Purchased, Mr McAteer explained, with a view to help regenerate the town centre, the old mill has since been the focus of various retail, commercial and housing development proposals.
“These schemes required the use of the derelict, publicly owned Score site and parts of the publicly owned car park at the basin. We have shared these with various government bodies and successive Executive ministers and sought statutory sector support for a private/public partnership to co-develop the area. Our efforts to date have been without success.
“Derry City and Strabane District Council officials are fully aware of our best intentions and we have had a number of meetings and discussions to assist the council with its own plans to redevelop the Canal Basin area under a city deal plan.
“However, I will be honest with the Strabane people by saying that progress has been slow, and any council-led development of the site could take another seven to ten years to complete.
“We continue to stand ready to consider alternative commercial uses and proposals for the Smyth’s Mill.
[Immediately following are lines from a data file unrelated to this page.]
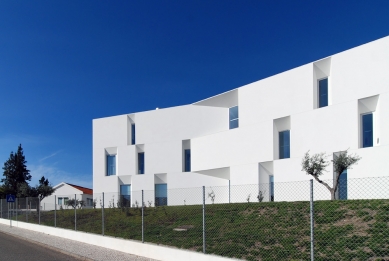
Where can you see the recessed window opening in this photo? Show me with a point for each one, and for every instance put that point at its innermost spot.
(367, 130)
(187, 160)
(125, 195)
(132, 134)
(111, 165)
(141, 163)
(342, 189)
(284, 144)
(160, 194)
(271, 181)
(323, 93)
(234, 117)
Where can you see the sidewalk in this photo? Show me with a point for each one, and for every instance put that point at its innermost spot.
(78, 249)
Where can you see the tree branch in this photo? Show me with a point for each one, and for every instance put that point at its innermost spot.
(322, 182)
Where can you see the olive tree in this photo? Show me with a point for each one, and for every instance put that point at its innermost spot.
(316, 165)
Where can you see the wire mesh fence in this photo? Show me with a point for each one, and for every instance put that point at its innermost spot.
(288, 221)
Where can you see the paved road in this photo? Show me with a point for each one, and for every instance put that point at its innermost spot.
(58, 244)
(18, 249)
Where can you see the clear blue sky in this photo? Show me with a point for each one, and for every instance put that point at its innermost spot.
(64, 63)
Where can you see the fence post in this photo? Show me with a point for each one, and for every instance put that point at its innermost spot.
(102, 216)
(311, 217)
(75, 213)
(204, 219)
(229, 191)
(55, 210)
(39, 209)
(143, 239)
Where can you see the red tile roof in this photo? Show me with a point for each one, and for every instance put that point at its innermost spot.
(84, 190)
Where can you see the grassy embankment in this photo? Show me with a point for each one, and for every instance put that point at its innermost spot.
(344, 230)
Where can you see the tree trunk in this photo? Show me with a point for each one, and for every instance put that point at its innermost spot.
(332, 194)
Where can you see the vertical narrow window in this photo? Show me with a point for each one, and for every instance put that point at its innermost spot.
(343, 185)
(160, 194)
(234, 117)
(284, 143)
(141, 163)
(111, 165)
(367, 130)
(323, 93)
(132, 134)
(271, 181)
(187, 160)
(125, 195)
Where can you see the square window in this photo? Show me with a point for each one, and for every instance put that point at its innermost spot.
(367, 130)
(234, 117)
(111, 165)
(284, 144)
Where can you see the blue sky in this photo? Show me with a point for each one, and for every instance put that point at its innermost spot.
(64, 63)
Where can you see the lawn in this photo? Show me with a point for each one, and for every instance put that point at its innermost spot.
(344, 230)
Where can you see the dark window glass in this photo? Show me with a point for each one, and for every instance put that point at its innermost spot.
(111, 165)
(343, 185)
(367, 130)
(284, 140)
(323, 93)
(187, 160)
(160, 194)
(234, 117)
(271, 179)
(141, 163)
(132, 134)
(125, 195)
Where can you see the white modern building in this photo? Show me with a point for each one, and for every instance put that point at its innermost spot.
(65, 191)
(255, 134)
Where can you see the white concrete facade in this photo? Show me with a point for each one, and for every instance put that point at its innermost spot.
(358, 83)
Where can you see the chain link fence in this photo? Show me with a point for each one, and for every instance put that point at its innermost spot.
(276, 221)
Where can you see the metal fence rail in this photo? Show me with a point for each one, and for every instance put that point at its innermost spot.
(280, 221)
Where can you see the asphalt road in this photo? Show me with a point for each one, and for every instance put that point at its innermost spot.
(17, 249)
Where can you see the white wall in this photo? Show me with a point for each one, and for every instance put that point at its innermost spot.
(237, 154)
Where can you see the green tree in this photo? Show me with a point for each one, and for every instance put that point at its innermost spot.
(316, 165)
(44, 188)
(15, 172)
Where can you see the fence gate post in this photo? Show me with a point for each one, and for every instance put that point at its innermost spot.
(75, 212)
(204, 219)
(39, 209)
(143, 239)
(311, 216)
(55, 210)
(102, 216)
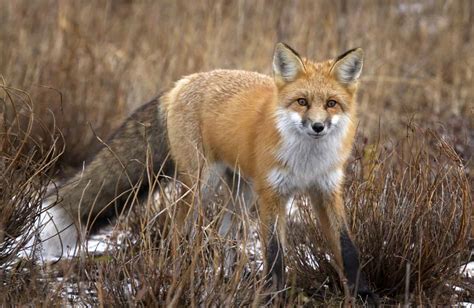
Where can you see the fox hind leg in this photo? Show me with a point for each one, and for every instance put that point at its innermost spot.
(330, 211)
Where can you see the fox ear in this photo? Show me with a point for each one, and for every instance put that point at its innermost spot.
(348, 66)
(287, 64)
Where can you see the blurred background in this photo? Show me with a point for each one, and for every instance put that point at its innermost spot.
(87, 64)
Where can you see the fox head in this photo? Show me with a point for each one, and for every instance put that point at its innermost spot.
(315, 99)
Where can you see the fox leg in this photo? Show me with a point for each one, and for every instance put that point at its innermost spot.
(200, 186)
(272, 226)
(329, 208)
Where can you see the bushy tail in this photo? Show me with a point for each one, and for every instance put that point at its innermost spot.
(121, 166)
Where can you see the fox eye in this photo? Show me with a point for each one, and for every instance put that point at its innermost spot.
(331, 103)
(302, 102)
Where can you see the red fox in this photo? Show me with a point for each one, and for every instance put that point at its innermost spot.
(286, 134)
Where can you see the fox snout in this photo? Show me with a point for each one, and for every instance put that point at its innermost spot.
(318, 127)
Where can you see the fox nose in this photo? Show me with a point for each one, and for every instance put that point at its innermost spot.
(318, 127)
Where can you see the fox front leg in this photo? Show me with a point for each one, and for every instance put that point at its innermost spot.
(272, 226)
(330, 211)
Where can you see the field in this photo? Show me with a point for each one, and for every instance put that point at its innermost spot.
(72, 71)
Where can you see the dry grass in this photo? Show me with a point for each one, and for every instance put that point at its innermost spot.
(86, 65)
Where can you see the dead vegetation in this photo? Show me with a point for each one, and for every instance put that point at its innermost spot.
(85, 65)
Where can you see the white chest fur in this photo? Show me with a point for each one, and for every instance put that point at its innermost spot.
(307, 162)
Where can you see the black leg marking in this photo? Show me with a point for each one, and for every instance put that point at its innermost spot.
(275, 261)
(350, 259)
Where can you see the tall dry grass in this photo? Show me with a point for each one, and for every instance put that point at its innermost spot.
(87, 65)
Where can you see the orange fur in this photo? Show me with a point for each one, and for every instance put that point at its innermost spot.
(239, 120)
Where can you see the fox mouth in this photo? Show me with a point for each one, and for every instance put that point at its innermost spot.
(316, 136)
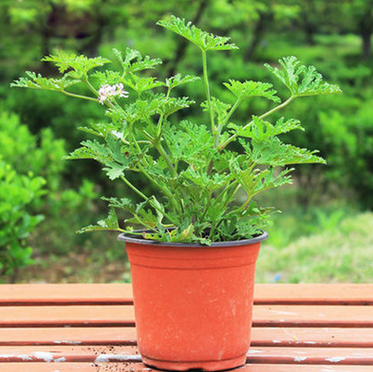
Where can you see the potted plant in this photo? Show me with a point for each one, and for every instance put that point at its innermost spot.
(193, 261)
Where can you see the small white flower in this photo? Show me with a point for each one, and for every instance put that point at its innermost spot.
(117, 134)
(110, 91)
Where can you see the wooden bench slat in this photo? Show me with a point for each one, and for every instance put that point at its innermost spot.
(301, 337)
(256, 355)
(139, 367)
(29, 294)
(114, 316)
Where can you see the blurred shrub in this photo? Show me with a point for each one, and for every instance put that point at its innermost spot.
(18, 193)
(65, 208)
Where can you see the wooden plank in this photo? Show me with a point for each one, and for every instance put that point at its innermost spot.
(116, 316)
(258, 355)
(314, 294)
(139, 367)
(65, 294)
(90, 294)
(301, 337)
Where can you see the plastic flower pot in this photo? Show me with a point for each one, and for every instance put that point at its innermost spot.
(193, 303)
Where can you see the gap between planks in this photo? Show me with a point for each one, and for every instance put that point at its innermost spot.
(139, 367)
(284, 337)
(123, 316)
(121, 294)
(115, 354)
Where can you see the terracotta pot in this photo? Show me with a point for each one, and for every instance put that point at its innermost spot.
(193, 303)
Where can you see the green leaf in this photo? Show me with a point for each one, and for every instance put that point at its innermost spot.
(79, 65)
(108, 224)
(273, 152)
(300, 79)
(37, 81)
(202, 39)
(178, 80)
(259, 129)
(219, 108)
(141, 84)
(134, 61)
(171, 105)
(251, 88)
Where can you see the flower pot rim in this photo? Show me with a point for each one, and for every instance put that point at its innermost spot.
(132, 238)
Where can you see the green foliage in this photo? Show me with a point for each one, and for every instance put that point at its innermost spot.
(204, 40)
(301, 80)
(191, 165)
(17, 195)
(26, 152)
(337, 249)
(252, 89)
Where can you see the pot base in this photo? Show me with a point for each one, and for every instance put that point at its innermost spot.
(218, 365)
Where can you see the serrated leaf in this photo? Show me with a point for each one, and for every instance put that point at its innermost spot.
(275, 153)
(251, 88)
(202, 39)
(300, 79)
(141, 84)
(37, 81)
(219, 108)
(259, 129)
(134, 61)
(79, 65)
(108, 224)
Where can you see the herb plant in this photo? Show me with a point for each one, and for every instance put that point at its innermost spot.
(193, 165)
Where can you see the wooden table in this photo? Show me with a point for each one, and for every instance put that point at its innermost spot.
(90, 327)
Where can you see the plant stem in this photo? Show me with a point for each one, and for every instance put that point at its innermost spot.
(230, 113)
(137, 191)
(164, 154)
(78, 96)
(207, 88)
(279, 107)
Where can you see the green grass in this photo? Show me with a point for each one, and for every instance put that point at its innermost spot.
(341, 253)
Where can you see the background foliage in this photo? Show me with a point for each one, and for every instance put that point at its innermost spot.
(38, 129)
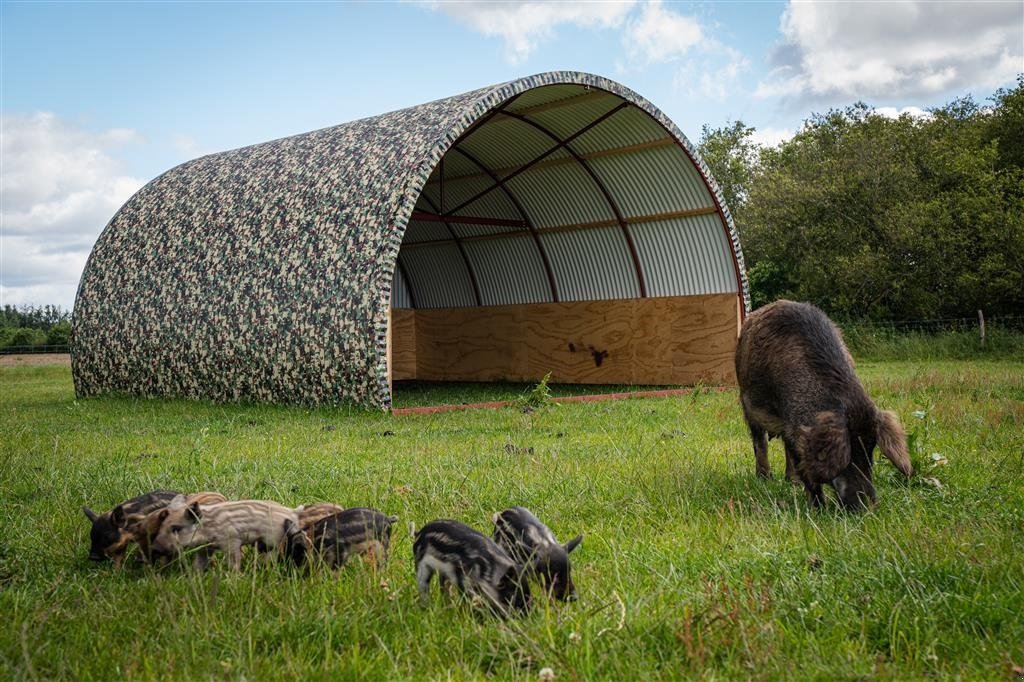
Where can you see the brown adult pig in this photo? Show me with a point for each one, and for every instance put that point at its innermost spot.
(797, 383)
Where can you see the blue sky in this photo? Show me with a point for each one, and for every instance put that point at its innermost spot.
(98, 98)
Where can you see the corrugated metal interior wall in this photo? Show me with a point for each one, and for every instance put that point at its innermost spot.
(566, 194)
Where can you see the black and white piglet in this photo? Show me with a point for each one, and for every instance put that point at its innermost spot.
(355, 530)
(532, 545)
(473, 562)
(109, 534)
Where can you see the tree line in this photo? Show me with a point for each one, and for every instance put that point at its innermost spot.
(878, 218)
(30, 326)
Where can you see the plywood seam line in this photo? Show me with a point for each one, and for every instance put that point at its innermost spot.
(560, 144)
(462, 249)
(600, 185)
(528, 223)
(404, 276)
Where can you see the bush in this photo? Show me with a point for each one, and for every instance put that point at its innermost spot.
(25, 336)
(59, 334)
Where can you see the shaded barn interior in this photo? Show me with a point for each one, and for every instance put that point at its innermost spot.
(566, 231)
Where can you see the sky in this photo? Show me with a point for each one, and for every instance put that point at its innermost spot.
(98, 98)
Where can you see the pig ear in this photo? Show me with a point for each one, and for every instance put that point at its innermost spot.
(826, 448)
(892, 440)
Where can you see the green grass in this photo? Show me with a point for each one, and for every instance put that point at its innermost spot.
(691, 566)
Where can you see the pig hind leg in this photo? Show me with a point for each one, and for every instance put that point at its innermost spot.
(424, 572)
(792, 464)
(760, 439)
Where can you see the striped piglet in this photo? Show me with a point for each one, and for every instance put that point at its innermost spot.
(229, 525)
(352, 531)
(473, 562)
(532, 545)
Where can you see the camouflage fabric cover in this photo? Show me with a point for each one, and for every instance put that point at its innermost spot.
(264, 273)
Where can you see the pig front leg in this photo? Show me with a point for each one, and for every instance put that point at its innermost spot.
(424, 573)
(201, 560)
(233, 551)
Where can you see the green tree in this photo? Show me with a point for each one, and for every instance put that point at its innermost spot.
(870, 216)
(731, 156)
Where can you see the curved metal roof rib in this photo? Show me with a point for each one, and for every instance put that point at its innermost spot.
(266, 273)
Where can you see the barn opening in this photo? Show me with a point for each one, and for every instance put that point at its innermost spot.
(566, 231)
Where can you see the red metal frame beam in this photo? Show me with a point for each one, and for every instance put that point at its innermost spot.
(525, 219)
(467, 219)
(404, 275)
(600, 185)
(462, 250)
(560, 143)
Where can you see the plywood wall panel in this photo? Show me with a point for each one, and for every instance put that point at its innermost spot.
(402, 343)
(671, 340)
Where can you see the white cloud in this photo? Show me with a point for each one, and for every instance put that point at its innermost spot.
(657, 35)
(705, 67)
(522, 26)
(60, 186)
(186, 145)
(895, 49)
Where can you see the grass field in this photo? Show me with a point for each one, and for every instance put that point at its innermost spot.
(690, 567)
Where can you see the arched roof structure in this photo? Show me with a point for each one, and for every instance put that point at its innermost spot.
(267, 272)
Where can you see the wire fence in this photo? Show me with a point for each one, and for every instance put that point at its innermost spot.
(980, 326)
(939, 325)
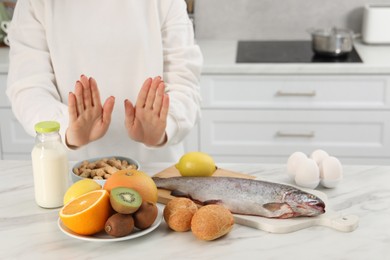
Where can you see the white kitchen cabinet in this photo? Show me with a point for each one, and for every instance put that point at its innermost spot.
(251, 118)
(15, 142)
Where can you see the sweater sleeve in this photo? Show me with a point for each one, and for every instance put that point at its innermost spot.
(182, 68)
(31, 81)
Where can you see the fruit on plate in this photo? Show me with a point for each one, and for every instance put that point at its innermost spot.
(194, 164)
(79, 188)
(145, 216)
(119, 225)
(125, 200)
(88, 213)
(178, 213)
(134, 179)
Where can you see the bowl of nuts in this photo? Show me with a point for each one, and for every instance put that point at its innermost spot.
(101, 168)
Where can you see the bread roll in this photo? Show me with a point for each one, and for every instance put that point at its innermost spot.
(211, 222)
(178, 214)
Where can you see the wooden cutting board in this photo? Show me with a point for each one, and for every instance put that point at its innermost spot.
(329, 219)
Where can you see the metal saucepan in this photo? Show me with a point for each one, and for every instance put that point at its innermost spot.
(332, 42)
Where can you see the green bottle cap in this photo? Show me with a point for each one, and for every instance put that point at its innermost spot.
(47, 127)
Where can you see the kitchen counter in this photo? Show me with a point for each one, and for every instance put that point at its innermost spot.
(220, 58)
(30, 232)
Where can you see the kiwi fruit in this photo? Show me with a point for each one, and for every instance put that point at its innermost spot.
(119, 225)
(125, 200)
(145, 216)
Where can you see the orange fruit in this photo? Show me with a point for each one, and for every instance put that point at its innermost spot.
(87, 214)
(134, 179)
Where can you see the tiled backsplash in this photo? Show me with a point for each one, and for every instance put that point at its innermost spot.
(274, 19)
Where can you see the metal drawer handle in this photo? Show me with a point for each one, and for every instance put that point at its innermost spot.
(310, 134)
(282, 93)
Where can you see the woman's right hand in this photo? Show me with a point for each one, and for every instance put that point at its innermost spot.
(88, 119)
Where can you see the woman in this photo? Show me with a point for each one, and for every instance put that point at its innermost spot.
(67, 57)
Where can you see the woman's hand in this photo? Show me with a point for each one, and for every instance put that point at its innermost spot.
(146, 121)
(88, 119)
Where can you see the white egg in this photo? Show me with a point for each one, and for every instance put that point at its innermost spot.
(319, 155)
(331, 172)
(308, 174)
(293, 162)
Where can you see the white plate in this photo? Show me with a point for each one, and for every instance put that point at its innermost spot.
(104, 237)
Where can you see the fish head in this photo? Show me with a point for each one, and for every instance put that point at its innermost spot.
(304, 204)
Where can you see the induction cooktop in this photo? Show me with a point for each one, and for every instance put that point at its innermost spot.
(286, 52)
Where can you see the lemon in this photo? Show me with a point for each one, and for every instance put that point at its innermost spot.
(196, 164)
(79, 188)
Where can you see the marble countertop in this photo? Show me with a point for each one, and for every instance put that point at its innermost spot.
(30, 232)
(220, 57)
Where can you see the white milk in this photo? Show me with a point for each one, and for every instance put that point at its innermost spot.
(51, 170)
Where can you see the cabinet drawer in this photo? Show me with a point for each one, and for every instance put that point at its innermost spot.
(349, 92)
(4, 102)
(281, 132)
(13, 137)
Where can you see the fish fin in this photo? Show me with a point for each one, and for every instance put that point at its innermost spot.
(178, 193)
(274, 206)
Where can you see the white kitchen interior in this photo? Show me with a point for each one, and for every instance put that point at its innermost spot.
(266, 94)
(262, 112)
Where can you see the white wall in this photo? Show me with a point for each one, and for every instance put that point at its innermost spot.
(274, 19)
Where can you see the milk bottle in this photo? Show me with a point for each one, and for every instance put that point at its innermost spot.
(50, 165)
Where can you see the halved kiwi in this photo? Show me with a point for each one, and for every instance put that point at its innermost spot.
(125, 200)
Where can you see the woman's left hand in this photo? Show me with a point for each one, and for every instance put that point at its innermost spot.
(146, 121)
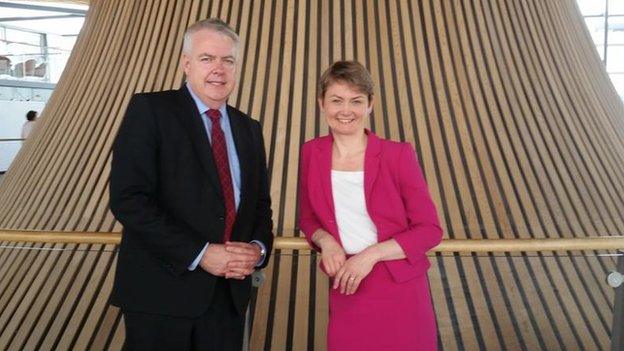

However, we are unable to do this on our own and we call on the all local public representatives to lobby the council and Stormont departments to bring forward an urgent and properly funded action plan for the town centre. The fire at the Primark building in the centre of Belfast last August brought forward a £6 million-pound package of assistance. However, the beleaguered town centre traders in Strabane are unlikely to be holding their breath waiting on some commensurate intervention for this part of the north west – fire or no fire.”